On Jan. 26, the Marian Miner Cook Athenaeum will host Madeline Levine, a psychologist and author. Levine will visit the Athenaeum as part of an ongoing series on issues confronting educators in America.
In her talk, Levine will examine the reasons behind the high rates of emotional problems among teens and young people, and the role that stress from academic achievement and family or peer pressure plays in this shift. Acknowledging that our society's reliance on metrics as sole markers of success is damaging to young people, Levine explores ideas about success and academics, and how educators can better respond to student's myriad developmental needs and skill levels. Levine's current book is The Price of Privilege: How Parental Pressure and Material Advantage are Creating a Generation of Discontented and Unhappy Kids. Nationally known for her expertise on the subject of media violence and its effects on children and adolescents, she is the author of the critically acclaimed Viewing Violence and See No Evil: A Guide to Protecting Our Children from Media Violence.
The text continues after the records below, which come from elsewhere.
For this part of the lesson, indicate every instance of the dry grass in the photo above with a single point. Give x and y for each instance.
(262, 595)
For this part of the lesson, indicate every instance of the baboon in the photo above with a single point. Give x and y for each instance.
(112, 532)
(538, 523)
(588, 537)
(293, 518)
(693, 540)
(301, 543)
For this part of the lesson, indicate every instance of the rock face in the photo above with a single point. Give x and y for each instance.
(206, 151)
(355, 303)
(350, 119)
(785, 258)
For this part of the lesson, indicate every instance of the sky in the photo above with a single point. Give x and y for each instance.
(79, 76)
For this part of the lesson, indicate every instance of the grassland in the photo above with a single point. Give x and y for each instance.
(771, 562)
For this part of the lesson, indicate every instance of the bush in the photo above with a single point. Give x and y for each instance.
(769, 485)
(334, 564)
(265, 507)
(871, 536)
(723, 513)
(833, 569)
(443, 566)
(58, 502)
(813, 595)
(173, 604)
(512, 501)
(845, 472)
In her work Levine proves what researchers and media executives have known for years, that heavy viewing of media violence makes children more aggressive, more assertive, more pessimistic, less empathic, less creative and more stereotypical in their thinking.
Levine earned a B.A. in English and a M.A. in Education from New York University, Buffalo, then taught elementary and junior high school in the South Bronx of New York. She later earned a M.A. and Ph.D. in psychology from the California School of Professional Psychology.